Often, people try to optimise software systems by looking at utilization. If utilization is low, then that's Bad. They'll look for things that are blocking or waiting. This can work to a point, but it also goes too far. 100% utilization means that a system might have high throughput, but also a very high latency. Sometimes so high that customers can't get results because their browser times out. The best thing to do in these cases is to back off from full utilization (and maximum throughput.)

Process engineering

Let's say you're running a custard factory. You're having trouble getting enough custard to the packaging line. You call in an engineer to help improve the flow rate, and they reduce the pressure in the pipes and the flow rate increases. The engineer recognised the custard is a non-newtonian fluid, so adding pressure made it more solid and harder to move around. The fix let it flow freely.
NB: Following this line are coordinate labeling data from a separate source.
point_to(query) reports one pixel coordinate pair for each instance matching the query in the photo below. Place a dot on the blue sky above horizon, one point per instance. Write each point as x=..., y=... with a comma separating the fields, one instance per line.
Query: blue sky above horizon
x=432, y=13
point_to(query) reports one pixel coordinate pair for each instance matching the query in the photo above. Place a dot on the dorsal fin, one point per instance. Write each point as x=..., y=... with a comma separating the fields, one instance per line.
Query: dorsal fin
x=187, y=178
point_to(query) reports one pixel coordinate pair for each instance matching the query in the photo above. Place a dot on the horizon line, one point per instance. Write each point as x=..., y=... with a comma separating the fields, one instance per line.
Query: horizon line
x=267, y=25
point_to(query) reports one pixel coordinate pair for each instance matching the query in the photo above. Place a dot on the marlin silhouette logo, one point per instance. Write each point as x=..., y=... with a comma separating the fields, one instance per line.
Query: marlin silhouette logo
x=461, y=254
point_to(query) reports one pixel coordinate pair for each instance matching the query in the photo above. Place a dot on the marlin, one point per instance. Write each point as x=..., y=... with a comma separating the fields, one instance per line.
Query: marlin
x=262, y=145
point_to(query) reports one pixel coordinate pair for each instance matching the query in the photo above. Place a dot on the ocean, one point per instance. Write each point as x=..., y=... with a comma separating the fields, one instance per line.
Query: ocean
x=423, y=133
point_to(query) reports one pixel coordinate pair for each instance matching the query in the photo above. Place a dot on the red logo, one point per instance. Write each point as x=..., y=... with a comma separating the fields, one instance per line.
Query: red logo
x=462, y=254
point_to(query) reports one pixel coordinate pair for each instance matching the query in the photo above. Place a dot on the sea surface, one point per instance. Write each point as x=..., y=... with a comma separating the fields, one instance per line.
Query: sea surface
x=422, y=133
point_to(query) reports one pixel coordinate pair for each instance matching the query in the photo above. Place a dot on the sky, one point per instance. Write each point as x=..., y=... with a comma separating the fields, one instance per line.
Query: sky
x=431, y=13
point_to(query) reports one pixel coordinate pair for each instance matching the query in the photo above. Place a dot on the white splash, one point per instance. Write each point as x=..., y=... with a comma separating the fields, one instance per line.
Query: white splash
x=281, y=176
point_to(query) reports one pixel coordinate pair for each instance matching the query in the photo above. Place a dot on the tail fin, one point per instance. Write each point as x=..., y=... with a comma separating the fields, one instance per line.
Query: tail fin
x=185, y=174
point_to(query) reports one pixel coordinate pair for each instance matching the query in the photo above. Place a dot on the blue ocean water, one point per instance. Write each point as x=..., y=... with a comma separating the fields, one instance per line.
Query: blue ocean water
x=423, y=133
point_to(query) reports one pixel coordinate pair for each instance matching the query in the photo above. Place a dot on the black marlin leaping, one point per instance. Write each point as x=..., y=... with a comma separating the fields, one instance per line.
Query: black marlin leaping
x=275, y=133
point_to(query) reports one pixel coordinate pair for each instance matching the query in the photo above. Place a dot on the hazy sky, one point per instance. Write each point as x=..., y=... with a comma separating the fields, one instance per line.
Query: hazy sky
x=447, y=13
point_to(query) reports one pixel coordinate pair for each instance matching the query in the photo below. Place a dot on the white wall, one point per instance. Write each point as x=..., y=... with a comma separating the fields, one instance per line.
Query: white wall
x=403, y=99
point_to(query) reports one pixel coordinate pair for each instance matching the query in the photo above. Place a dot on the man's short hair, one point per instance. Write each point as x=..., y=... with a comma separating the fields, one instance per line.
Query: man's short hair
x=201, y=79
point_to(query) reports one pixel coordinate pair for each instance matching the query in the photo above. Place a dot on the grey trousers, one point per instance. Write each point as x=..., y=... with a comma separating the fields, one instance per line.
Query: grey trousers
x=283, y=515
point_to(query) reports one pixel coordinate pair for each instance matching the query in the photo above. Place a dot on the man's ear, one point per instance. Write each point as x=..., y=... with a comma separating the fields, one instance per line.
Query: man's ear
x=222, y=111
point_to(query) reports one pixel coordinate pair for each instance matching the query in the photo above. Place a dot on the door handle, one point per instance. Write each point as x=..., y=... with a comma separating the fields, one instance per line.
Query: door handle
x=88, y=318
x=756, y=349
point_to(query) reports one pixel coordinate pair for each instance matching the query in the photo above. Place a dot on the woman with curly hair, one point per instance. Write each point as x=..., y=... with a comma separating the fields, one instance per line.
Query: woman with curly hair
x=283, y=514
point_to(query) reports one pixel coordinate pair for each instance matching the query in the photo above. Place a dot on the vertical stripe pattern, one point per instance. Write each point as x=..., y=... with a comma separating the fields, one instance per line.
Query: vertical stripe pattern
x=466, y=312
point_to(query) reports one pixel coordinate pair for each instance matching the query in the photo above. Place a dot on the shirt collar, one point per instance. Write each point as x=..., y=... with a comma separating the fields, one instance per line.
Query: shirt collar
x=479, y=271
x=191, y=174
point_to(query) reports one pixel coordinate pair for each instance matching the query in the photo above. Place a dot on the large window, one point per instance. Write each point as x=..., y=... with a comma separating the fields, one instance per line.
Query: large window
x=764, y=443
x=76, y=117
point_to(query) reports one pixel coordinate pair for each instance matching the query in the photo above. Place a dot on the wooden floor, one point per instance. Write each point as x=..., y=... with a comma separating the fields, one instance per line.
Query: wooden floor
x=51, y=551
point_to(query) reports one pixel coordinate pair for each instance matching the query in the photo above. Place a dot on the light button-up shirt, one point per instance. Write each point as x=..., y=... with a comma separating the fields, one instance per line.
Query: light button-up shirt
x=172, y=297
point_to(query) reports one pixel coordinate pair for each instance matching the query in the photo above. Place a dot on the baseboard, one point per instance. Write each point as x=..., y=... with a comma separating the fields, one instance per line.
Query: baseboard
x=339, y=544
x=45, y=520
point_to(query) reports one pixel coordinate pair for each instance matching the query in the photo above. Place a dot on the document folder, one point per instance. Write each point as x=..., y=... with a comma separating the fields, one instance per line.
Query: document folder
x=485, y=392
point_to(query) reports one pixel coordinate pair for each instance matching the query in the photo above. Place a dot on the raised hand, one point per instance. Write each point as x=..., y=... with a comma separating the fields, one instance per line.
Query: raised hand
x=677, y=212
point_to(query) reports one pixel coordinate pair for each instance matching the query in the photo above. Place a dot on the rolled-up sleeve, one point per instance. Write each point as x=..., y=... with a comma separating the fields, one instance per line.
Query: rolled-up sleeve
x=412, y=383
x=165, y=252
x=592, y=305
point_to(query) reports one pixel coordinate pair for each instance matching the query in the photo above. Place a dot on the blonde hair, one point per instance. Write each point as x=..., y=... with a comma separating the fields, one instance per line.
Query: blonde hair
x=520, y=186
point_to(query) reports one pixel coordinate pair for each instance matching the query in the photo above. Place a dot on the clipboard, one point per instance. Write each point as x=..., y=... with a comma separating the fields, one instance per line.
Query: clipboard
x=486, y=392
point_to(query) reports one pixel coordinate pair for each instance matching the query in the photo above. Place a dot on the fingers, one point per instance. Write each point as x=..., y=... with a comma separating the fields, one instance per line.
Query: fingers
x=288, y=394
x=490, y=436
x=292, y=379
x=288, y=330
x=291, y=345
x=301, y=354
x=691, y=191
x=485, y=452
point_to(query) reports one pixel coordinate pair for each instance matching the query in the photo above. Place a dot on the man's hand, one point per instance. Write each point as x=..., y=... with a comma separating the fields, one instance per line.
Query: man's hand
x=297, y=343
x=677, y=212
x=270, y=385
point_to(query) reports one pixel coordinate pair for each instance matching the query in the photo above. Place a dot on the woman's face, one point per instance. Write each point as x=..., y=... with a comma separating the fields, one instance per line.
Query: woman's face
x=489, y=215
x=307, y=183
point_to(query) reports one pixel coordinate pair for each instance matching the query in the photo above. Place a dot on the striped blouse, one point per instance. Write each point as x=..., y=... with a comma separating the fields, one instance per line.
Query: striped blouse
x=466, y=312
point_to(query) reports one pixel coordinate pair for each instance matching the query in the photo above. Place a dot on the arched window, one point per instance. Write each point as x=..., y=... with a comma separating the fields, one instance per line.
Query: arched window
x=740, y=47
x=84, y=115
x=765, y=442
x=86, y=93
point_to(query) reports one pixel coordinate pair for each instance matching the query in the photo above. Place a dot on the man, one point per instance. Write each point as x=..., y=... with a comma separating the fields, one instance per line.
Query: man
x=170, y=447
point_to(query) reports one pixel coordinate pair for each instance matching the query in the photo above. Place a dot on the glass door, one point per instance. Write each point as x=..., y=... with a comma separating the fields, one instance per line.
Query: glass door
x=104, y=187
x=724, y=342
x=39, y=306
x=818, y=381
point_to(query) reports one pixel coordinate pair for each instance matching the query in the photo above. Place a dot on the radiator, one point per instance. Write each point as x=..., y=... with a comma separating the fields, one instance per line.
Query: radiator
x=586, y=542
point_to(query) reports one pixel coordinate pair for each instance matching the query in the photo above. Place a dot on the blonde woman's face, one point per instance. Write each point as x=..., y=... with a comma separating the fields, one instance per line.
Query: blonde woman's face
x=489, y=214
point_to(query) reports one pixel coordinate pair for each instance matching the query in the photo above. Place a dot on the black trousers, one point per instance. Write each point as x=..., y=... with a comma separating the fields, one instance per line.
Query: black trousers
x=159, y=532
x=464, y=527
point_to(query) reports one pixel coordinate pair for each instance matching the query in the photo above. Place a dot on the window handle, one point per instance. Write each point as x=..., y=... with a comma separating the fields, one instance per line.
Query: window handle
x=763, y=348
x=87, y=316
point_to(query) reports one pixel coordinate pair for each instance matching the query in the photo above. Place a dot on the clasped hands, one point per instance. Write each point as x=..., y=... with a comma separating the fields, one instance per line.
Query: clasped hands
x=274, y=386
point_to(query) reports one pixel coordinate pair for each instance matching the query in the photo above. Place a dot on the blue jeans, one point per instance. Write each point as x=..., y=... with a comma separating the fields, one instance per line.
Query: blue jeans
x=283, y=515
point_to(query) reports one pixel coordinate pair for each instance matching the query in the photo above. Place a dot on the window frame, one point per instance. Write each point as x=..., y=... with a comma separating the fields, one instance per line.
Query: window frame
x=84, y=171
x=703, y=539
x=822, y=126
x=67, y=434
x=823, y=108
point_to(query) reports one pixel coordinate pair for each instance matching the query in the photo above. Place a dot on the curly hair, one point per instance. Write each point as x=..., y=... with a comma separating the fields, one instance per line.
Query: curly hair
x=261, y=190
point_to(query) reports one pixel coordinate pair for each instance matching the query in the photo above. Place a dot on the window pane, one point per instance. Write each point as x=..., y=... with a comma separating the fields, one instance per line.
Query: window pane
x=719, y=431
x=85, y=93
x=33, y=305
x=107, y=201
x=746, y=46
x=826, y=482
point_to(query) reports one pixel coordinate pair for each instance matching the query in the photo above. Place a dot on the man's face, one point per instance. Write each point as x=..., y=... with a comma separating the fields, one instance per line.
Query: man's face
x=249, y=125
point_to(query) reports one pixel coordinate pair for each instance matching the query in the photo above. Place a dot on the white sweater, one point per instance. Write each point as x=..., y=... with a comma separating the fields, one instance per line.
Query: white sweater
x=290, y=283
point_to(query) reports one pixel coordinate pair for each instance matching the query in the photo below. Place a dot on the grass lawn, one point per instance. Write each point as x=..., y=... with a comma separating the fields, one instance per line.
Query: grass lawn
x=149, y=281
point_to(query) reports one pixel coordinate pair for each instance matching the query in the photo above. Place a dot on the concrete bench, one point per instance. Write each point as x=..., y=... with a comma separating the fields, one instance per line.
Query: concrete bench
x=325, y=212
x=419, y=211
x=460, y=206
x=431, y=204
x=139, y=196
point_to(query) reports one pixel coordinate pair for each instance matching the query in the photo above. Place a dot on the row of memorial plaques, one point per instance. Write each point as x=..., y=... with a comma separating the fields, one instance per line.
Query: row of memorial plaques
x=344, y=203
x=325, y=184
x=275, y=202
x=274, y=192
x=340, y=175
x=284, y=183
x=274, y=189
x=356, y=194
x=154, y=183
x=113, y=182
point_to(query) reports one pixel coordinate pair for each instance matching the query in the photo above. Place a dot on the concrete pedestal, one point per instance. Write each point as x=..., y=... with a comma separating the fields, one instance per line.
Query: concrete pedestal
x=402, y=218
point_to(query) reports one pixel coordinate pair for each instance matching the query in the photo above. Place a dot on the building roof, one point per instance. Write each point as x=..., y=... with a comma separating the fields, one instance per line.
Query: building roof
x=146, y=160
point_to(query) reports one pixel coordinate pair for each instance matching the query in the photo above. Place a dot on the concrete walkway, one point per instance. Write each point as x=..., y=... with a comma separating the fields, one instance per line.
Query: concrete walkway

In Goldratt's The Goal, the protagonist's factory automates part of the work. This increases the output from one step, but overloads the bottleneck. This creates a big queue in front of the bottleneck which makes all work later and later. Customers get angry and the factory starts losing money. The solution? Don't use the automation, or only use it when the bottleneck has capacity (i.e. a very low queue.)

Forecasting

When making a forecast, many people's instinct is to get more data. Find out everything they can about the situation, try to "simulate" it in their head, etc. This often takes a long time and a lot of effort.

This opens you up to biases. You think this project will be easy, you forget all the problems you had in another project, you believe that your political appointee will do better than "their" appointee, etc.

Strangely, it's often better to ignore the problem at hand and look for outside examples. For instance, let's say you're trying to work out what will happen with Brexit. You can deep-dive on the local papers, polling, pundits, and so on. Or you can look at recent secession attempts. One of those gives you 4:1 odds for remain, and the other says about half of secession attempts succeed. Brexit was just another secession attempt, so 1:1 odds was a better forecast.

In geopolitical forecasting this is called "the outside view." When estimating projects, this is called reference class forecasting.

Conclusion

Dithering adds noise to a signal so we can measure it more accurately. We can apply this principle in other places, like machine learning, software engineering, process engineering, and forecasting.

Perfection is actively harmful. Stop trying to be locally optimal and you might stumble into something that's better overall.

[1]You could use a floating-point number, but there is still a maximum precision to a floating-point number. You might fix it for this problem, but you can still bump into it if you need even more precision. Plus, floating-point hardware can be expensive.